Молитва эта длинная. Я ее допел до конца и взглянул на молящихся: все старушки стояли на коленях.
И потом, когда я шел к выходу, чтоб пробраться в горожку и там переодеться, они со слезами на глазах хватали меня костлявыми пальцами за рубашку и что-то умиленно шамкали.
А на паперти стоял лысый. Он всем говорил:
— Приходите к вечерне: наш белый ангелочек опять будет петь. Слышали, как старался? Даже к концу малость охрип, слава тебе, господи…
ЗОЙКА МЕНЯ ПОМНИТ
Перед вечером к нам явился регент и сказал, чтобы я немедленно ехал в церковь.
— Да что ж это такое! — воскликнула мама. — Ив праздник не дают ребенку отдохнуть!
— Праздник не для отдыха, а для молитвы, — назидательно объяснил регент. — Вы лучше обратите внимание на честь, которую оказывает церковь вашему сыну: батюшка экипаж за ним прислал.
Действительно, из окна мы увидели извозчичью пролетку. Регент усадил меня на кожаное сиденье и всю дорогу не выпускал из рук моей рубашки: наверно, боялся, что я соскочу с пролетки и убегу.
На этот раз церковь была полна. Те, которые не сумели протиснуться внутрь, стояли на паперти, где обыкновенно стоят нищие.
— Полный сбор, господин солист, — насмешливо сказал мне регент. — Аншлаг!

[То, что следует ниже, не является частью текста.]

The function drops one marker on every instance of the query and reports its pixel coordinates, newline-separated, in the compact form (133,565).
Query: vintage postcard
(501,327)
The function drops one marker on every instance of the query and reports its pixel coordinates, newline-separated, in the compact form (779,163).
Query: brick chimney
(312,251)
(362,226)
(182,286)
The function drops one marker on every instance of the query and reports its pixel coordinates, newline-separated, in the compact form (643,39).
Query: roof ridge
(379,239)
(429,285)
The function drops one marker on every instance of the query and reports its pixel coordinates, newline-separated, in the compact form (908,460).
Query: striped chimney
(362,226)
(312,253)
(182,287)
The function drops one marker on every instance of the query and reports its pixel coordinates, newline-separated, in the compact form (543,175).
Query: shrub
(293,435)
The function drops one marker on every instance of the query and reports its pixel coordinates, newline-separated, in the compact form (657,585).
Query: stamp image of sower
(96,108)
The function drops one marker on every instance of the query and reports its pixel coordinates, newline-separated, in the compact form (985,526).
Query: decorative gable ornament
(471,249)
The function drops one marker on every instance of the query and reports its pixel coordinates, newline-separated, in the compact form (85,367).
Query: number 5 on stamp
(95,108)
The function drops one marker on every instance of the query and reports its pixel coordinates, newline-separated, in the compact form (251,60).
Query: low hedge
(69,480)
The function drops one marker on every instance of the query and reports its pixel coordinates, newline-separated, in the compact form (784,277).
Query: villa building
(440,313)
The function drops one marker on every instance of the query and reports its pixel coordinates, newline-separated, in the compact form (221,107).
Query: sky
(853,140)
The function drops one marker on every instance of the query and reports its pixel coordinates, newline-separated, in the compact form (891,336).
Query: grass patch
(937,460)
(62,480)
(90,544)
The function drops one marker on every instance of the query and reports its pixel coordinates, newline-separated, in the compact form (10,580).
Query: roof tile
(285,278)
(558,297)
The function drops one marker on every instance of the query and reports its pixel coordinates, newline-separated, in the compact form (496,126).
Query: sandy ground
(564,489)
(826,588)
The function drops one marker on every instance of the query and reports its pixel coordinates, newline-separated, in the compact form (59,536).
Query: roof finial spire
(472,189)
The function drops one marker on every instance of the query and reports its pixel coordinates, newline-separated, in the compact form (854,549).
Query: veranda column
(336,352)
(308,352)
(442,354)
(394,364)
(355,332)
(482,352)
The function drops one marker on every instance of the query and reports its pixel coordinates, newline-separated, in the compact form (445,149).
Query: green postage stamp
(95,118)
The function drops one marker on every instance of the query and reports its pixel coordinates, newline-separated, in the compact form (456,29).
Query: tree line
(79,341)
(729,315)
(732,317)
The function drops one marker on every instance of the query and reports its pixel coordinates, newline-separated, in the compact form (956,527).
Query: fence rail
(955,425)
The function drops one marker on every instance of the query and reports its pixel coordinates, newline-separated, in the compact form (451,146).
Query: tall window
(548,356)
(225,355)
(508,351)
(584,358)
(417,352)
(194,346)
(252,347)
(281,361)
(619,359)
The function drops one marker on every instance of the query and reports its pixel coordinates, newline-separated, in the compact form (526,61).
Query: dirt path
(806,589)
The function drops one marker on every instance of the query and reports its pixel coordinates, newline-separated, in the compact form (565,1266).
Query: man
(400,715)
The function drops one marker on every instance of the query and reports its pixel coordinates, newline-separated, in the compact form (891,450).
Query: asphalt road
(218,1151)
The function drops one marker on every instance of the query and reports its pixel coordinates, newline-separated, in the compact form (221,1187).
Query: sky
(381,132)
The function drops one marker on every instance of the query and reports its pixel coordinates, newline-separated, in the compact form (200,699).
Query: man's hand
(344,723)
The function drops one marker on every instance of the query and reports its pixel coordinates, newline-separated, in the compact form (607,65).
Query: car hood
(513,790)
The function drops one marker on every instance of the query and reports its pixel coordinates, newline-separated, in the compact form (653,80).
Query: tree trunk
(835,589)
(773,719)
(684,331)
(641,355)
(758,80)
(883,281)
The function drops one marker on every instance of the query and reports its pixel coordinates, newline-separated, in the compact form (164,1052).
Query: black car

Я опять пел «Символ веры», и опять люди стояли на коленях, а некоторые даже плакали. И все называли меня ангелочком. Правду сказать, мне это не нравилось. Чего это ради старухи ловят меня за рубашку и всхлипывают! И вообще, я никогда не хотел быть ангелочком, а хотел быть настоящим мужчиной, как Петр. Поэтому я в понедельник вечером отправился не в церковь, а к Ильке, хоть и знал, что мне от батюшки попадет.
Илька стоял около кузницы и вертел в разные стороны головой.
Я сказал:
— Здравствуй, Илька.
Он посмотрел на меня сначала сверху вниз, потом снизу вверх и ответил:
— Здравствуйте, отец дьякон!
— Ну и глупо! — вспыхнул я. — Какой я дьякон?
— А кто же ты? Ну не дьякон, так псаломщик. Ах, да! Ты ангелочек! Вот ты кто!
Не помня себя от обиды, я размахнулся и ударил его кулаком.
— А, ты еще драться! — В одну секунду Илька свалил меня прямо в пыль и занес над моей головой кулак — Как гепну, так сразу весь дух святой выпустишь.
Однако он не ударил, а даже помог подняться и стряхнул с меня пыль.
Весь мой задор спал.
— Илька, — сказал я жалобно, — ты думаешь, я по своей воле пою в церкви? Меня батюшка заставил, эпитимию наложил.
— Не имеет права! — решительно заявил Илька. — Вот пойдем отца спросим: он все знает. — Но тут же спохватился: — Э, нет! Туда нельзя.
— Почему? — удивился я.
— Потому, что потому кончается на «у». Нельзя — и только. Я и стою тут, чтоб всякие провокаторы не запускали глаз в кузницу.
— Кто, кто?
— Про-во-каторы, — раздельно произнес Илька. — Не понимаешь? Где тебе понять, когда голова твоя молитвами забита. — Видя, что я жду объяснения, он подумал и сказал — У царя полно разных шпиков и провокаторов. Шпики нашего брата вынюхивают, а провокаторы… они… ну, как это?.. Каты — знаешь, что такое?.. Палачи. Словом, тебе рано еще знать.
— Почему же это рано? — обиделся я. — Тебе не рано, а мне рано?
Илька хотел ответить, но вдруг пригнулся, всматриваясь во что-то в сумерках, и метнулся к кузнице. Он вернулся, запыхавшись, и сказал сквозь зубы:
— Стервец!.. Так и норовит в щелку заглянуть!
— Кто? — спросил я.
— Кто ж, как не твой собрат, дьячок из Николаевской церкви!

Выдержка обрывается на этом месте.